Astrojildo Pereira: A Revolução Russa

Bem difícil, sem dúvida, é precisar o curso dos atuais acontecimentos na Rússia. Aliás, seria rematada tolice pretender firmar tais ou quais traços definitivos do grande movimento que deu por terra, abruptamente, com a casta dos Romanof, e com ela, de cambulhada, todas as demais castas aristocráticas e monopolizadoras das riquezas e do poder.

Por Astrojildo Pereira

Imagem da Revolução Russa

Movimento de tal magnitude e complexidade, revolvido por mil correntes diversas, há de por força manifestar-se confuso e contraditório, com altos e baixos, com claros e escuros violentos. Impossível, pois, determinar em linhas inflexíveis os traços essenciais dos fatos revolucionários e suas consequências. O que não quer dizer que, em meio do cipoal dos telegramas e correspondências e de outros documentos mais raros, não se possa fazer uma ideia mais ou menos aproximada do grande drama político – grande por si mesmo e ainda maior pelas suas consequências – da orientação que o tem guiado e das tendências que o caracterizam.

Os dois núcleos orientadores do movimento, a Duma e o Comitê de Operários e Soldados, este surgido da própria revolução, logo tomaram posições antagônicas, terminado o primeiro golpe demolidor. A Duma, vinda do antigo regime, pode dizer-se representa, em maioria, a burguesia moderada e democrática, ao passo que o Comité de Operários e Soldados, composto de operários, representa o proletariado avançado, democrata, socialista e anarquista. A Duma deu o governo provisório e o primeiro ministério; o Comité de Operários e Soldados derrubou o primeiro ministro, influiu poderosamente na formação do segundo e tem anulado quase por completo, senão de todo, a ação da Duma.
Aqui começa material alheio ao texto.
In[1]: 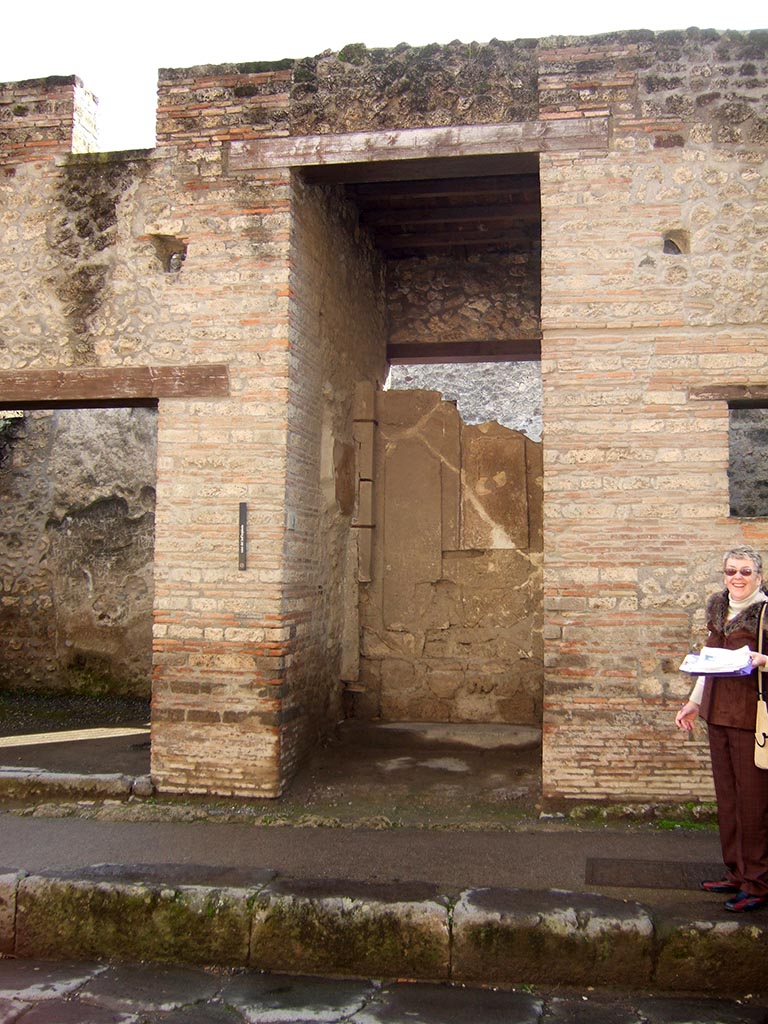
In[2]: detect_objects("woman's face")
[725,558,763,601]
Insignificante, sem nenhum peso, pelo menos até agora, o elemento reacionário e aristocrático, a situação russa tem que obedecer, na sua luta pela estabilização pública, às duas forças principais enfeixadas pelo proletariado socialista e anarquista e pela burguesia democrática e republicana. A qual das duas forças está destinada a preponderância na reorganização da vida russa? O que se pode afirmar com certeza é que essa preponderância tem cabido, até agora, ao proletariado.

E como o proletariado, cuja capacidade política já anulou o papel da Duma burguesa, está também com as armas na mão, não encontrando, pois resistência séria aos desígnios, não muito longe da certeza andará quem prever a sua contínua preponderância, até completa absorção de todos os campos da vida nacional, extinguindo-se, de tal modo num prazo mais ou menos largo a divisão do povo em castas diversas e inimigas.

E inútil é insistir na influencia que tais acontecimentos exercerão no resto do mundo, na obra de reconstrução dos povos, cujos alicerces estão sendo abalados pelo fragor inaudito dos grandes canhões destruidores…

Texto originalemnte publicado na Revista O Debate, no. 1, vol. 1, Rio de Janeiro, julho de 1917.